Edin made her appearance with her hair put up and studded with flowers. She found a place by Red Jennie to watch the wrestlers. Jennie was as cheerful as always, gaily attired and redheaded and lovely, exclaiming over Edin's bride ring.
A moment of doubt fell when Sweyn stepped up to Thoryn and challenged him to a left-handed wrestling match. "It's undignified for me to take on a puny fellow like you, but if you would, Jarl . . . ?"
Thoryn blinked slowly, then nodded. They drew off their tunics, positioned themselves, braced their legs, clasped one another's hands, and began. The muscles in their arms stood out like ropes and cables, sweat sprang up and glistened on their faces and backs. Sweyn warned the jarl in a voice clenched to save breath, "Don't put on any airs; I won't tolerate any bragging from you."
This had the effect of doubling their efforts. Their backs and shoulders revealed every superficial and buried muscle, every sinew and tendon. Their faces tightened like fists; the skin went red behind their beards. Beneath the simple rules of the contest lurked all sorts of opportunities for subtle, ruthless, and cunning strategies. And beneath Sweyn's challenge lurked subtle meaning. Edin's nails bit into her palms. Why must they do this —behave like heaving stupid beasts?
It seemed to go on forever, but at last Sweyn grunted mightily and gave a sideways shove. The jarl missed his footing, his stance broke, and he was forced to one knee. He cursed himself. Sweyn leaned down and stroked his face gently, like a mother. "There, sweeting," he mocked, "no tantrums now."
The jarl tossed his head. He stared up at Sweyn with flinty eyes, a magnificent chief in the pride of his manhood bested by a cripple! Suddenly he laughed. Edin's hands relaxed; her pent breath escaped in a sigh. As Thoryn stood, he pulled a fine gold ring from his finger and placed it on Sweyn's strong left hand. There was applause, for it was an honor when a chief gave a ring to a warrior. Edin felt proud of him.
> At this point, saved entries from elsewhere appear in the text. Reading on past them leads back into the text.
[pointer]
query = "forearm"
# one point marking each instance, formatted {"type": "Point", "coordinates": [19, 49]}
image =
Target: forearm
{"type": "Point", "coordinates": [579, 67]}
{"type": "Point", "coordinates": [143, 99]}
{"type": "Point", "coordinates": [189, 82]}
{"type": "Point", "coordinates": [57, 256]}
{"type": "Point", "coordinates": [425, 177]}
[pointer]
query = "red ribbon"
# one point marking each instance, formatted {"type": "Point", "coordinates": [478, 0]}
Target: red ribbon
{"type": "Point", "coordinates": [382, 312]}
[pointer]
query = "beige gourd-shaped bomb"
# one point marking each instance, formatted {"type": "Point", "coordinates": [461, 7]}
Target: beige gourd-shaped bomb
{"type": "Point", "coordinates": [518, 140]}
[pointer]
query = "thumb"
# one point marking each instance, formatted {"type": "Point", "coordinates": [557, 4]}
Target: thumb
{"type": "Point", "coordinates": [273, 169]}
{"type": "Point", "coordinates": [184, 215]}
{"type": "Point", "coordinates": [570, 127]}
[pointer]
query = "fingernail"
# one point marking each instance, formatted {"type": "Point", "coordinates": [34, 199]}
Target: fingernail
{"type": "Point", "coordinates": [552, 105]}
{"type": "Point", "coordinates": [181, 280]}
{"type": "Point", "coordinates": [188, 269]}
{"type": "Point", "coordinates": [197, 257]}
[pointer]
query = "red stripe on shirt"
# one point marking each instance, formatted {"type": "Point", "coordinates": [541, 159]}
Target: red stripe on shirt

A wandering fortune teller appeared at the door. Having heard of the merriment, she'd come to make her quota of coins. The jarl beckoned her in. "Welcome!" The woman looked as old as motherhood. She never smiled or even seemed pleasant. She made herself at home in a corner and began to entertain one and then another of the gathering. Starkad Herjulsson was among the very first.
Mead and ale were all this time flowing freely. Ottar, his eyes a little wild, stood up on a bench and raised his cup as if to make a toast. He'd dressed for the celebration in his best war shirt and had his hair in multiple braids over his shoulders, with a leather thong around his bronzed forehead. He was too drunk to be prudent in his words, and said, "Jarl, your lady is beautiful, with a wonderful, er, succulence — " he was openly staring at Edin's bosom —"aye, and . . . and . . . but she seems somewhat slender, I think. She would look fine with more of a belly. What say you?"